Location: New Jersey

Ending the war: Take 7
Democrats Renew Effort to Cut War Funds


THIS WEEK, for the seventh time this year, Democrats in the House of Representatives passed legislation to force President Bush to withdraw our troops from Iraq. I supported it.

Unfortunately, it is not clear whether 10 Republicans in the Senate will join the 50 Democrats who will support the House efforts. Their backing is necessary to end an expected filibuster and pass the bill. Then, we can only hope that the American people will persuade the president not to veto it and finally change his direction in Iraq.

As it stands today, more than 4½ years after we started this war, the situation in Iraq for U.S. troops has worsened. More American soldiers and Marines have been killed in Iraq so far this year than ever before—a total of 857 versus the previous high of 849 in all of 2004. To date, more than 3,860 of our brave young men and women have been killed in Iraq, with 38,164 wounded.

Also, while our global economic and military competitors have been pouring resources into their education, health care, transportation infrastructures and militaries, under President Bush, half a trillion U.S. taxpayer dollars have been spent on the Iraq war and a half a trillion dollars more is projected for the physical and mental health care costs for our Iraq war veterans.
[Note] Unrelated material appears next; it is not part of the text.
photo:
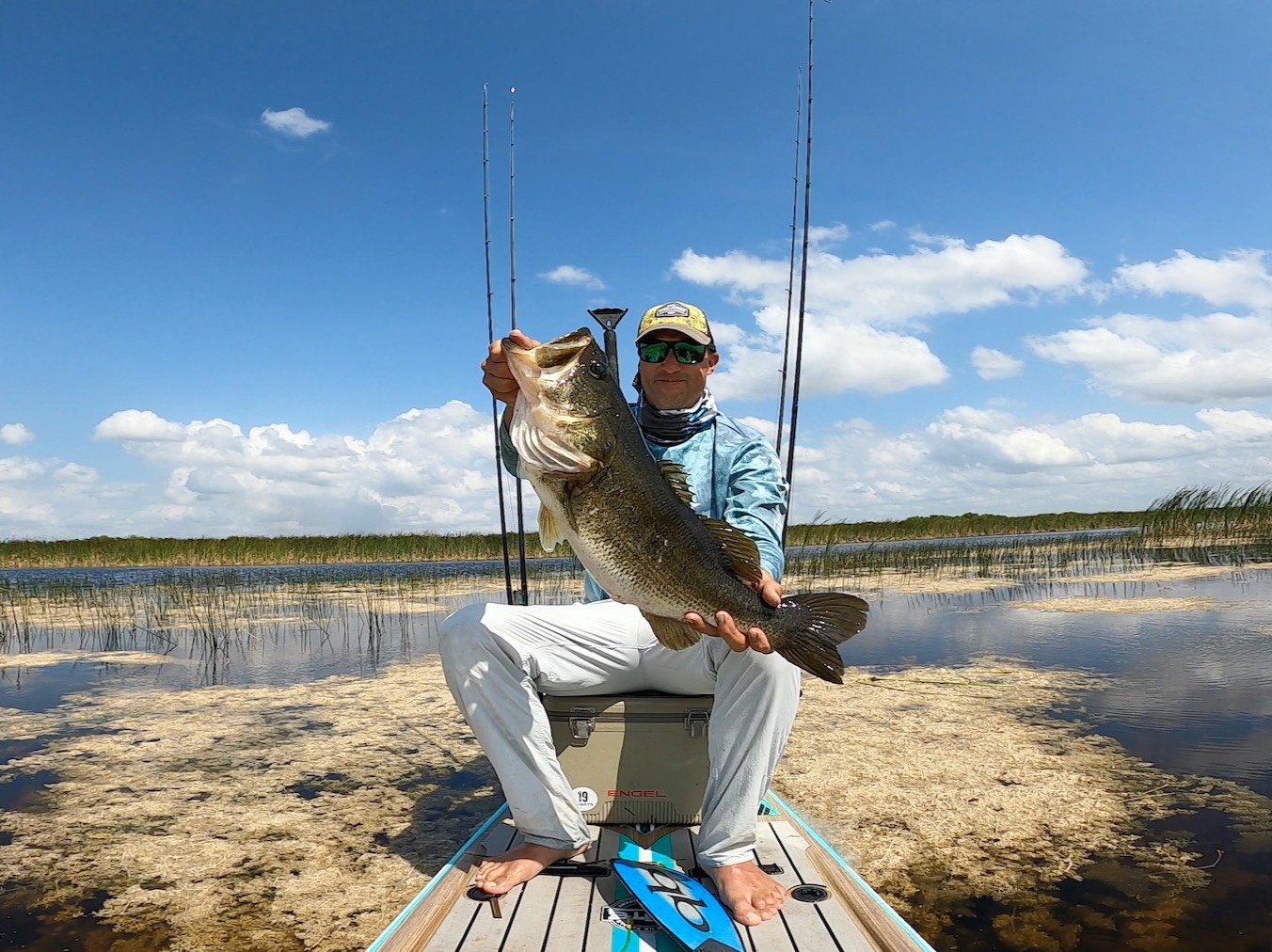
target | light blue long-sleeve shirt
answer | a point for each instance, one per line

Beyond the terrible price in the blood of our troops killed and wounded, the dollars spent and the opportunities lost to our country, there have been other awful, unintended consequences of this war.

Region is destabilized

One hundred thousand Iraqi civilians are dead and 4 million displaced, which is the equivalent of 1.2 million American civilians killed and 48 million forced to flee their homes. This mass exodus has destabilized the region around Iraq and, with the mounting death toll, we are viewed by people throughout the Middle East and the entire world as occupiers, torturers and murderers of Muslim civilians.

We have strengthened Iran by eliminating its biggest threat, Saddam Hussein. The price of oil on the world market has tripled, in no small measure due to the tensions we have introduced into Iraq and the Persian Gulf. Moreover, the prosecution of this war has diminished America's standing in the world as a beacon of hope and an able leader of international affairs.

Finally, we took a country, Iraq, where there were virtually no al-Qaida terrorists when we invaded and allowed them a small, but visible presence, albeit in a country of 26 million Iraqis. Bush uses al-Qaida to claim Iraq is part of our battle against international terrorism. He is either being disingenuous or is simply an incompetent commander-in-chief.

The notion that we must continue to commit 130,000 to 165,000 U.S. troops to handle fewer than 1,000 al-Qaida in Iraq, when we have trained 350,000 Iraqi soldiers for this purpose, is preposterous.

Further, deploying our troops to police the Iraqi civil war, while Osama bin Laden remains free and al-Qaida and other terrorists coordinate worldwide operations from Pakistan and Afghanistan, is an appalling misuse of our military.

Instead, we must change course. We must focus on our needs at home by securing our ports, borders, chemical plants and other targets. We must address the anti-American terrorists in more than 60 countries around the world, including Pakistan and Afghanistan.

Rebuild our armed forces

We must rebuild our depleted armed forces to prepare for any future security threats posed by North Korea, China, Russia, or Iran. We must reinvigorate diplomatic efforts, on a bilateral, regional, and international basis, which will help the Iraqis keep order, come to agreement on power-sharing and deter Iranian and Syrian trouble- making.

The Democratic majority in Congress wants U.S. involvement in Iraq to come to an end. So does the majority of Americans. Unfortunately, Bush and his supporters in Congress are trying to run out the clock, leaving this mess to the next president.

Americans must let Bush and his followers know that no one who supports staying the course in Iraq will be reelected—and that any political party that does not repudiate the president's Iraq policies will see rejection at the polls.

Jan. 20, 2009, when a new president takes office, is 14 months away. Our country, Iraq and the world cannot wait until then.

The Democratic majority in the House continues to press this issue—even without the numbers to override the president's veto. Democrats will not give up. Too much is at stake.

U.S. Rep. Steve Rothman has represented New Jersey's 9th Congressional District since 1997 and sits on the House Committee on Appropriations.